How INTJs cope with Trauma

*As a result of their moral focus, they will develop a firm set of principles from which they will not budge. Often, one of the first principles that INTJs will adopt is a strong adherence to individualism or non-conformity.
*
*Outwardly, this can make them seem stubborn or cowardly, merely because many people don’t see non-conformity as a moral principle. Once again, Friedhelm Winter is called a coward for his refusal to fight or kill more than necessary during his period of Fi development. He is expressly non-conformist in his values, and doesn’t hesitate to assert that.
*

*INTJ in the Fi development phase will gradually learn to care deeply about how their actions and words affect other people Keep in mind that this doesn’t necessarily mean that they will be able to prevent their Extraverted Thinking function (Te) from offending others. It merely means that they will learn to be sensitive to how their behavior affects others.*

In their introspection, these INTJs will come to have a strong awareness of their own emotions, but will still need to determine what other people are feeling through a more logic based approach.
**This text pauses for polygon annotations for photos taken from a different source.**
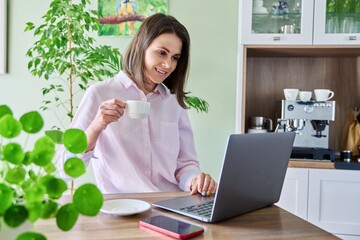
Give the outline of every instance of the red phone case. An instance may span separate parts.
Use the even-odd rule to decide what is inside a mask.
[[[179,220],[176,220],[176,221],[179,221]],[[146,228],[155,230],[157,232],[164,233],[164,234],[169,235],[171,237],[178,238],[178,239],[188,239],[188,238],[200,235],[200,234],[202,234],[204,232],[204,229],[200,228],[200,229],[198,229],[197,231],[194,231],[194,232],[190,232],[190,233],[187,233],[187,234],[179,234],[179,233],[176,233],[176,232],[172,232],[172,231],[170,231],[168,229],[161,228],[159,226],[155,226],[155,225],[152,225],[150,223],[144,222],[142,220],[139,221],[139,225],[142,226],[142,227],[146,227]]]

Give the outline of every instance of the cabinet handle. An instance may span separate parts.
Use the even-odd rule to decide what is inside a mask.
[[[273,37],[273,40],[274,40],[274,41],[280,41],[280,37],[279,37],[279,36],[274,36],[274,37]]]

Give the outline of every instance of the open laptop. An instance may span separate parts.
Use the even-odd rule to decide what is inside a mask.
[[[215,196],[189,195],[153,206],[204,222],[270,206],[279,201],[294,138],[294,132],[232,134]]]

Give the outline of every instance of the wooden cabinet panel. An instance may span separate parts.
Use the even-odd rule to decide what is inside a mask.
[[[329,88],[335,92],[332,100],[336,101],[335,121],[330,122],[329,148],[342,150],[344,125],[349,113],[352,108],[360,107],[359,55],[308,57],[302,56],[300,49],[300,56],[277,57],[274,53],[275,56],[251,56],[251,48],[245,48],[245,51],[249,53],[244,73],[246,82],[243,84],[243,131],[247,131],[253,116],[272,118],[276,124],[277,119],[281,118],[284,88],[309,91]],[[359,52],[359,48],[354,49],[354,52]]]
[[[308,221],[335,234],[360,236],[360,171],[309,170]]]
Their constant introspection will likely lend to their being more emotional than at other periods of their lives.

* On the other hand, INTJs who deal well with trauma and develop their Fi function are often relatively indistinguishable from the stereotypes, such that they get mistyped as INFJs."*

and very significantly *"Because INTJs have such a big picture view of the world, we become simultaneously the most starry eyed of idealists and the bitterest of cynics."*

The entire blogpost is great: How INTJs cope with Trauma | The Book Addict's Guide to MBTI:

These days, I am able to approach situations logically and emotionally, however due to my experiences I like to do things logically in ways that help other people because that is what I have learned to care about.

I swing between nihilistic existentialism when I want to see things in their entirety, but because I'm on this Earth, I may as well do something with it, and in turn I am very idealistic.

The thing is I don't really like people because I find most of them to be unintelligent and superficial, but I like the idea of humanity in theory.

I also have depression and anxiety which has made me very emotional at times, which I think may influence me in thinking I am a feeler.

So, if it is possible to change types, it is possible that I have turned into an INFJ though I'm more convinced that I am an INTJ with strong Fi after reading that blogpost.

I am interested in your thoughts though 

PS - I am very pessimistic, cynical, and I expect the worst.


----------



## Monteskiusz (Sep 16, 2015)

I am probably INTJ
Thought I am:
Schizotypal
Schizoid
Paranoid
Possibly Bipolar
Possibly any other stupid disorder.
Without mask's I would probably have no colors

But I am still INTJ nicely developed one.

I suggest to check more into Te and Ti and how they act, differ then into depression or any sort of trauma.
INTJ may make a Ni+Fi loop that will maybe make them seem like INFJ a little but they are still INTJ
Fe is not Fi.



> An INTJ in the Fi development stage will become intensely focused on questions of morality. They may not focus as heavily on their agenda, but will constantly be asking ethical and introspective questions.


Never met INTJ acting like that.
I think INTJ would be more likely to think that morality is stupid concept and become after trauma more of a depressed invidual that is very idealistic about how society should look.

Hmm
Platon-INFJ would think about how it should look from an Fe point of view.
Nietzsche is a more of an INTJ.

That's not the best comparision. Hmmm.

Okay let's compare Platon to me.
Both reflect on how world should look.
Platon does it the way about human soul
Me-does it on thinking how world should work by system's of ruling.
Both are very idealistic.
One is way more cynical and that one is of course me.


Maybe that is even worse to compare, lel.



> INTJ in the Fi development phase will gradually learn to care deeply about how their actions and words affect other people Keep in mind that this doesn’t necessarily mean that they will be able to prevent their Extraverted Thinking function (Te) from offending others. It merely means that they will learn to be sensitive to how their behavior affects others.


Not certainly.
An unhealthy but developed or used Fi would probably make an INTJ more turbulent.
Or maybe I know nothing about it.


----------



## INTJake (Oct 1, 2015)

I would guess INTJ. I have been forced to use Fi in the past.


----------



## Blue Soul (Mar 14, 2015)

From what you tell us you _could_ be an INTJ. But then you aren't exactly arguing the INFJ perspective either.


----------